Sehr viele Menschen zogen damals hinter Jesus her und nannten sich seine Jünger. Unzählige Menschen haben sich in den Jahr­hunderten danach zu Jesus gehalten und Christen genannt; so ist es bis heute, und wir selbst gehören zu ihnen. Wir alle müssen uns Jesu Anfrage gefallen lassen. Wissen wir wirklich, was Nachfolge ist? Sind wir ernsthaft bereit, uns ganz auf ihn ein­zulassen? Nachfolgen kann man nur, wenn man sich innerlich von allem anderen frei macht und Gott allein Gott sein lässt. Jesus lehrte: „Jeder unter euch, der sich nicht lossagt von allem, was er hat, der kann nicht mein Jünger sein.“ Dieses Lossagen, dieser Verzicht wird mitunter ein schmerz­licher Verzicht sein und menschlich gesehen Nachteile mit sich bringen. Darum lehrte Jesus auch: „Wer nicht sein Kreuz trägt und mir nachfolgt, der kann nicht mein Jünger sein.“

Jesus möchte, dass wir uns völlig darüber im Klaren sind, was Christsein und Nachfolge bedeutet. Er möchte, dass wir es ganz bewusst bejahen – oder andernfalls darauf verzichten, seine Jünger zu zu sein. Diese Lehre vertiefte er mit zwei Gleich­nissen.

Das erste Gleichnis handelt vom Bau eines Wachturms; man könnte auch jedes andere Bauprojekt nehmen. Jesus sagte: Wenn sich jemand ein Bauprojekt vornimmt, dann muss er zunächst einen Finan­zierungs­plan aufstellen. Sollte er fest­stellen, dass er sein Projekt nicht finanzieren kann, dann ist es besser, davon Abstand zu nehmen; andernfalls kann es passieren, dass die Baustelle zu einer Bauruine wird und der Bauherr zum Gespött seiner Mit­menschen. Mit diesem Gleichnis fragt uns Jesus: Willst du mir treu bleiben bis ans Ende? Auch dann noch, wenn ich dir Krankheit und anderes Leid zumute? Auch dann noch, wenn die bittere Stunde des Todes kommt? Mit anderen Worten: Bist du bereit, das „Bau­projekt“ der Jesus­nachfolge bis zum Ende durch­zuziehen? Wenn es dir nicht ernst damit ist, dann wird es zu einer Bauruine werden.
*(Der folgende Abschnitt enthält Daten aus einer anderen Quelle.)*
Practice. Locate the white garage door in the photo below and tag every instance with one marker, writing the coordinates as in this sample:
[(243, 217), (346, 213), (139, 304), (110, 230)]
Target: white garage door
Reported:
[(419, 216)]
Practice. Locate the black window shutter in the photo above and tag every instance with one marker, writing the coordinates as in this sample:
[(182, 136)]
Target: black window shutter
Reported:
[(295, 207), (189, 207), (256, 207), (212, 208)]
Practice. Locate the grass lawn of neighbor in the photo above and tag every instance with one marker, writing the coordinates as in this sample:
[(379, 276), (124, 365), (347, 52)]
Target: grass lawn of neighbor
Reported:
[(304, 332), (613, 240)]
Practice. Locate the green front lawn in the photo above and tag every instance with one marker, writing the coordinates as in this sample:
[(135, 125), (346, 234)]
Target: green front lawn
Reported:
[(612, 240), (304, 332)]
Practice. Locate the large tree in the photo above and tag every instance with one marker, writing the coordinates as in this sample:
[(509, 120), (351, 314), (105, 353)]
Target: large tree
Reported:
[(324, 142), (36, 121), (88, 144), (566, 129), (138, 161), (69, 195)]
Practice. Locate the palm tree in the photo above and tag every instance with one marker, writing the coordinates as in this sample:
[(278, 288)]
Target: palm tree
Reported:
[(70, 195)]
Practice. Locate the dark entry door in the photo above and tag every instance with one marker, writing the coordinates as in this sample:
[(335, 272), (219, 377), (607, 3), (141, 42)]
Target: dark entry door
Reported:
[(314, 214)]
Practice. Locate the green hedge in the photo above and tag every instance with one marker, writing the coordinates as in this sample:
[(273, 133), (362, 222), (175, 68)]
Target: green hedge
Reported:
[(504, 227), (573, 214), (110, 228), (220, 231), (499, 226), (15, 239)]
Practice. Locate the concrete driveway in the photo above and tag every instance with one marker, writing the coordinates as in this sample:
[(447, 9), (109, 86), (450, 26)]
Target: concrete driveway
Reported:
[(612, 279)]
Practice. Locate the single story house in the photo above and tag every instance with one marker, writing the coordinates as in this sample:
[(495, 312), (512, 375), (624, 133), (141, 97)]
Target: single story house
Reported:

Das zweite Gleichnis handelt von einem Krieg. Wenn damals ein Volk von Feinden angegriffen wurde, dann musste sich der König dieses Volkes genau überlegen, ob er mit seinem Heer zur Ver­teidigung ausrückt oder ob er sich den Feinden kampflos ergibt. Kann er mit zehntausend eigenen Soldaten die zwanzig­tausend feindlichen Soldaten abwehren, oder kann er es nicht? Wer Jesus nachfolgt, zieht in den Kampf des Glaubens. Er muss wissen, dass das dem Teufel nicht gefällt und dass der ihn deswegen angreifen wird. Jesus fragt uns mit diesem Gleichnis: Willst du auch dann noch auf meiner Seite bleiben, wenn der Teufel dich ver­führerisch lockt oder mit Zweifeln anficht? Auch dann noch, wenn andere Menschen sich in Scharen von mir abwenden, weil ihnen der Kampf des Glaubens zu unbequem ist? Wenn du das nicht wirklich willst, dann ergib dich lieber gleich kampflos dem Teufel.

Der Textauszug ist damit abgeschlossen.